Как это я
Жаль себя самому
Где ты где ты
Я
«Аукцыон»
Вот вертится в голове песенка. Странная такая, клаустрофобией отдает и абсурдом. «Алкоголизм - не шутка! Прощай, Мишутка!» Что за Мишутка, Бог его знает… Не Горбачев же, который с алкоголизмом боролся, да напоролся.
Алкоголизм - не шутка… Да… Начинается он, как Родина, непонятно с чего - может быть, с бутылки портвейна «Кавказ», выпитой в 14 лет на свадьбе дяди? И вот мы идем по ночному летнему городу, мне ужасно весело, и я говорю папе: «Ни за что не догадаешься, сколько я сегодня выпил». Ну, с хорошей-то закуской…
Потом в девятом классе у нас сложилась небольшая такая компашка. Поскольку спиртное нам не продавали, да и денег не было таких, мы ставили бражку. Трехлитровая банка сока, сахар, дрожжи. Через неделю можно пить. Пили дома у бабушки Паши, бабушка частенько уезжала в командировки, важной была. Догонялись разными импортными ликерами да настойками из ее бара. Сливали вместе яичный ликер (так что я его пробовал задолго до прочих советских граждан), прочие волшебные жидкости… Много было смеха и веселья. Много было дефицитной колбасы из бабушкиного холодильника выблевано в бабушкину чуть пожелтевшую от времени античную сталинскую ванну. Головокружение и сон. И долгий извилистый путь домой.

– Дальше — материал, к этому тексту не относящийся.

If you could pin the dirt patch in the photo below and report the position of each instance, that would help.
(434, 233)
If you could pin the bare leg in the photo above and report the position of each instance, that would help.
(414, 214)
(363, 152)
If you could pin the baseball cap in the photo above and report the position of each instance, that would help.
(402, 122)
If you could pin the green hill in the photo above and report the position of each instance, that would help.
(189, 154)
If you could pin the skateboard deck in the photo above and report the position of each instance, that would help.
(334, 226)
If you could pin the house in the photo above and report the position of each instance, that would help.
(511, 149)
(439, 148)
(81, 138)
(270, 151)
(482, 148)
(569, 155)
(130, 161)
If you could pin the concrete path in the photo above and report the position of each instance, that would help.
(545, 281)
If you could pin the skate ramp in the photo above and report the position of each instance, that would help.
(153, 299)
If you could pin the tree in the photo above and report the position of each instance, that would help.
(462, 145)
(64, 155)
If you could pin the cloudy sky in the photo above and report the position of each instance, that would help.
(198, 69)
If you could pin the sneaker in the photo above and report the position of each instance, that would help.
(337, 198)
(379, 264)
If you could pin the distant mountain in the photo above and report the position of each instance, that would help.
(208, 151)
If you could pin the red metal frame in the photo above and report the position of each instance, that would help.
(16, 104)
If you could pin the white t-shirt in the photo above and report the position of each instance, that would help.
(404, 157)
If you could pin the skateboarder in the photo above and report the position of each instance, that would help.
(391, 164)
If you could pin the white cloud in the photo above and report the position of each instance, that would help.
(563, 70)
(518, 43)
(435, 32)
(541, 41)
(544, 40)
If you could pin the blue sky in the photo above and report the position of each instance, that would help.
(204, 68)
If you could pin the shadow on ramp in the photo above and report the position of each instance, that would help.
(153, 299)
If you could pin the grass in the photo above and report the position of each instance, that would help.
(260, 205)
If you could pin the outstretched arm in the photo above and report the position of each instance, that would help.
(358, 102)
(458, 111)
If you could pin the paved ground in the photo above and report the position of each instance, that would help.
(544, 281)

Школьные вечеринки в Энергетиках. Та же брага, но изготовленная фактически профессионально. Подавали ее флягами. Господи, сколько же раз эта желтая комкастая струя била из глотки, в самых разных ванных комнатах и туалетах. Сколько женских глаз, глядящих с непонятной и раздражающей жалостью. Сколько раз вспыхивали звезды в глазах, и я вдруг обнаруживал себя на полу, а только что говорил что-то крайне остроумное какому-то неприятному типу. А потом лица типов стираются вообще. И лица женщин. И все прочее. Что остается - так это желание немедленно выпить. Но я забегаю вперед. Потому что еще и студенческая жизнь не начиналась.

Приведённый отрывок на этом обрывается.